Somerset had displayed richness of countryside and property from the moment they’d crossed its border but nothing, so far, quite as pleasing to the eye as this place in which Emma had said she intended to make her home. It was like coming upon Arcadia.

A rectangular house of yellow stone tucked among stables and barns and trees with the tower of a domestic church rising beyond jumbled roofs of tiny slates, its wide-mouthed, chevroned doorway and mullioned windows smiled out across a moat in which it was exactly reflected. Against the setting sun, pigeons exited and landed in the little arched entrances of a cote built in the shape of a pepper pot.

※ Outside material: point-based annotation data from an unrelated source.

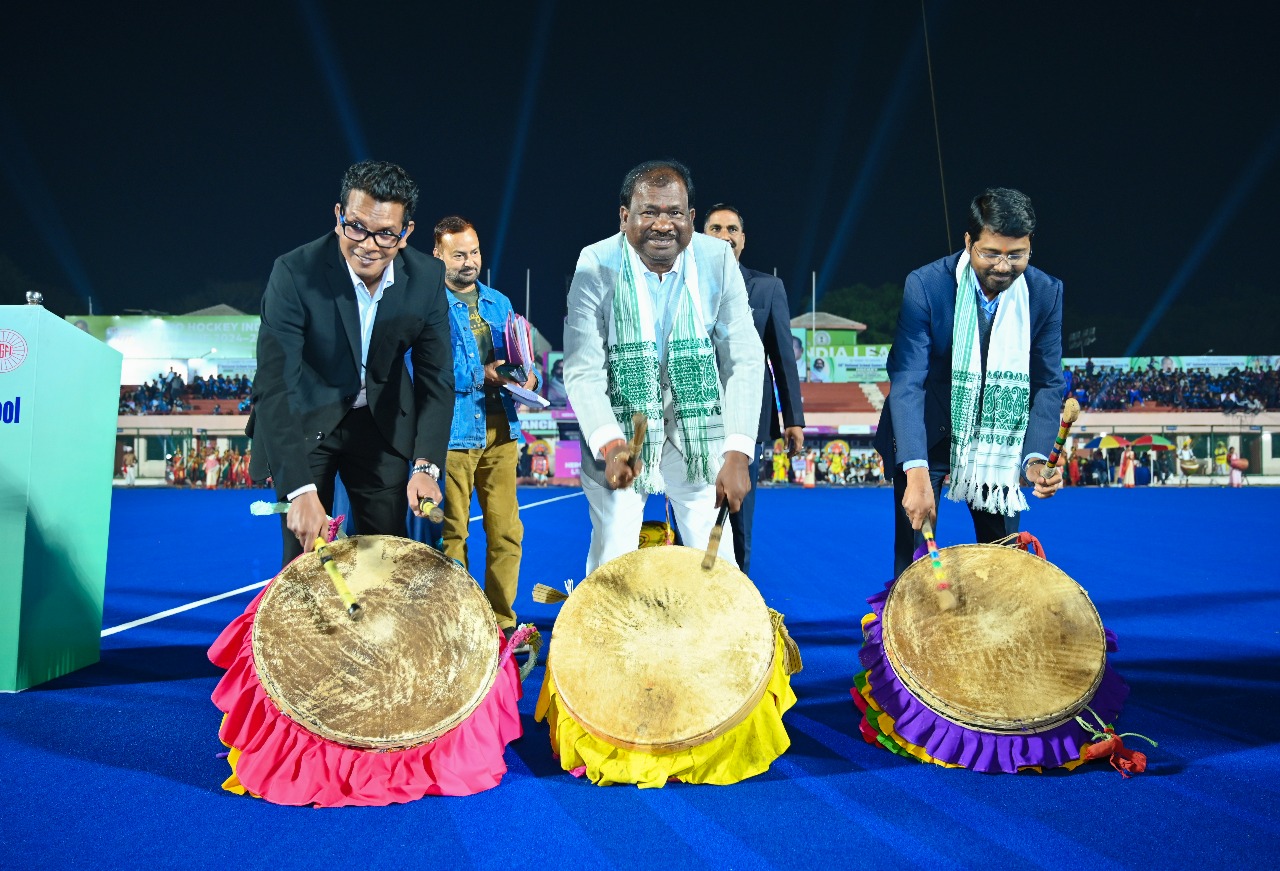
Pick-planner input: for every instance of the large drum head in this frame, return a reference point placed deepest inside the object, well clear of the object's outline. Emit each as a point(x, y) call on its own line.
point(417, 662)
point(1022, 651)
point(654, 653)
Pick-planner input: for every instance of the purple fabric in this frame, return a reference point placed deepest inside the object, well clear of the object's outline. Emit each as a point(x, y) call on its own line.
point(970, 748)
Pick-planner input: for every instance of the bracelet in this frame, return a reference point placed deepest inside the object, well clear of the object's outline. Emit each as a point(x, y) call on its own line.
point(429, 469)
point(609, 446)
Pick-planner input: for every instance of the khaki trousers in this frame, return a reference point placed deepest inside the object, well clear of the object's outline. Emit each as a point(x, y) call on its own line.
point(490, 474)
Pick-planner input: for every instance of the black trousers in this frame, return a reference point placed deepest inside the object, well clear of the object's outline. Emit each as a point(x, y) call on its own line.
point(741, 521)
point(986, 525)
point(374, 474)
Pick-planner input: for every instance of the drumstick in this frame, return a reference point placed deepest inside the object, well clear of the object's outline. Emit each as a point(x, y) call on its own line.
point(432, 510)
point(339, 583)
point(1070, 414)
point(946, 598)
point(713, 541)
point(640, 424)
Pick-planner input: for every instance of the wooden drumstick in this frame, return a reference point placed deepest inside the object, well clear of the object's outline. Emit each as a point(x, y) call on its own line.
point(432, 510)
point(640, 427)
point(946, 598)
point(713, 539)
point(339, 583)
point(1070, 414)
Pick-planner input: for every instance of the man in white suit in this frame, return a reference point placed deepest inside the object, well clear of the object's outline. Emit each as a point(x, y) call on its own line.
point(659, 324)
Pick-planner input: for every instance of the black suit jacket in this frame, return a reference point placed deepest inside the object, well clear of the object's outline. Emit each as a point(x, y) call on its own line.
point(309, 361)
point(768, 301)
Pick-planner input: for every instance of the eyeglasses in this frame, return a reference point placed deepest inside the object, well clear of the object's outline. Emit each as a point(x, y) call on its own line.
point(382, 238)
point(1011, 259)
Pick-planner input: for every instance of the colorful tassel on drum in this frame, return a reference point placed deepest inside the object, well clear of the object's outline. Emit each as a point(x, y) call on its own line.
point(1107, 743)
point(946, 598)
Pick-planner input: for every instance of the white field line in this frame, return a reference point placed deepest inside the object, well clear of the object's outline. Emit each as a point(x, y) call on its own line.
point(264, 583)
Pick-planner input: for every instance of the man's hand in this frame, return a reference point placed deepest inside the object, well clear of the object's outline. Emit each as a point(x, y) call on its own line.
point(493, 378)
point(307, 519)
point(794, 439)
point(918, 500)
point(734, 482)
point(1046, 480)
point(423, 487)
point(617, 466)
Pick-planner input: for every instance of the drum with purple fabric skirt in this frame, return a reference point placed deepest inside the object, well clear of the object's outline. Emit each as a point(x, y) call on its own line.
point(995, 682)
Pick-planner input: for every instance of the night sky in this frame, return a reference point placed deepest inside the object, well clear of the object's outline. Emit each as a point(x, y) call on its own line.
point(149, 153)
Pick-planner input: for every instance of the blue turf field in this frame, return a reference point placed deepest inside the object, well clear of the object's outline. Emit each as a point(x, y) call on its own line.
point(114, 766)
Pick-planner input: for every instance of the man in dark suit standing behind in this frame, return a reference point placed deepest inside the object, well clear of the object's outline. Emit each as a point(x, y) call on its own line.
point(332, 393)
point(768, 301)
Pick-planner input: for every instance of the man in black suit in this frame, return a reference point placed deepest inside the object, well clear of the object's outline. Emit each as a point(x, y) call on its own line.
point(333, 393)
point(768, 301)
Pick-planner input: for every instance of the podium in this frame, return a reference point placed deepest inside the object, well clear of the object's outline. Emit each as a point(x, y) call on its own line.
point(59, 396)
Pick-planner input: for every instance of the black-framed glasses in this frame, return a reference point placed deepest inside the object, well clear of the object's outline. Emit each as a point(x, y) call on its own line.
point(359, 233)
point(1011, 259)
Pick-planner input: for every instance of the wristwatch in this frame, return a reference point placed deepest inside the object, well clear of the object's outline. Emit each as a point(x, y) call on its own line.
point(429, 468)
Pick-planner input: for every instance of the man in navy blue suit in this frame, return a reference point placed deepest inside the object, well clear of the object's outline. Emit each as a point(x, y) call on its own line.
point(976, 378)
point(768, 301)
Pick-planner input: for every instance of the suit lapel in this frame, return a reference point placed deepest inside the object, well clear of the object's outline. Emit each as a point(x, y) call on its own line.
point(344, 299)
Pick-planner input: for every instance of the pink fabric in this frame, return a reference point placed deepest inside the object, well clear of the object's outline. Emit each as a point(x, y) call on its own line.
point(287, 764)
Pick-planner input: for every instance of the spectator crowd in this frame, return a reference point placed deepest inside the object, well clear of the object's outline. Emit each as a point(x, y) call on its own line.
point(1239, 391)
point(170, 393)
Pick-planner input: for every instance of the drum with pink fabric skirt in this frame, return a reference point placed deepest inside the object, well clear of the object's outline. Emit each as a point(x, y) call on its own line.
point(368, 673)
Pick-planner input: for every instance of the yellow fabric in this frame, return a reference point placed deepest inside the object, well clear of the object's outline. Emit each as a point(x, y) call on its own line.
point(744, 751)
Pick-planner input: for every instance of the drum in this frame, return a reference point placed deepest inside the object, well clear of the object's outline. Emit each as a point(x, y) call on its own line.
point(653, 653)
point(419, 661)
point(1022, 652)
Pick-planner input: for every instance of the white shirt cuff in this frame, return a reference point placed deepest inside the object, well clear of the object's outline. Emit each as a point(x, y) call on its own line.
point(602, 437)
point(740, 443)
point(307, 488)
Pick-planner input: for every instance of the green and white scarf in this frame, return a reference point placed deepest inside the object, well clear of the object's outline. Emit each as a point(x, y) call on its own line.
point(635, 378)
point(987, 452)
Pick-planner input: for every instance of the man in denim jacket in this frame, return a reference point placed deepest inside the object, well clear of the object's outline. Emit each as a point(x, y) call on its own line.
point(485, 438)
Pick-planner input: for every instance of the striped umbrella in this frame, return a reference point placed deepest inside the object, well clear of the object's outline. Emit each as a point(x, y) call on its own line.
point(1107, 441)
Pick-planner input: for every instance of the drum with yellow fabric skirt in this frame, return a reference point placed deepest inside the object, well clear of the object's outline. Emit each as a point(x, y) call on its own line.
point(663, 670)
point(407, 689)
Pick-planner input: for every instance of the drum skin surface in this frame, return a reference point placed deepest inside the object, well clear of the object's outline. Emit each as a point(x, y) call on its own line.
point(653, 653)
point(1023, 651)
point(417, 662)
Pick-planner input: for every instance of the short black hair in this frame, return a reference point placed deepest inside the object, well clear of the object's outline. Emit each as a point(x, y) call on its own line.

Whichever ancestral Norman built this, Adelia thought, had been a nicer person than its late owner-the unlamented Lord Wolvercote’s taste would have run to a spiky grandeur.

“Don’t know as I’d mind having that ol’ cottage if as they’d give it me,” Gyltha said.

Adelia agreed; usually, she didn’t care where she lived as long as it was clean and functional and safe, but the charm of Wolvercote inspired in her a sudden and unwonted envy of Emma for possessing it.

They had come here instead of going straight to Glastonbury, partly because the road from Wells, to which their route from Wales had led them first, practically passed the manor’s approach, but mostly because Adelia was impatient to see Emma and tell her of the happy coincidence that would make them neighbors for a while. Also, she wanted to check on Roetger’s heel. It was June now, and they’d said good-bye in May.

The sky remained cloudless, and in such fields as could be seen over fruiting hedges, brown-faced, sweating men and women were cutting hay, causing an itchy, sweet-smelling dust to join that sent up by horses’ hooves meeting the dried surface of the roads.

Anyway, it would be getting dark by the time the cavalcade could reach the Pilgrim Inn at Glastonbury, which, for all the luxury Henry Plantagenet claimed for it, could hardly provide the comfort to hot, dusty, hungry, and thirsty travelers that Emma would extend to them.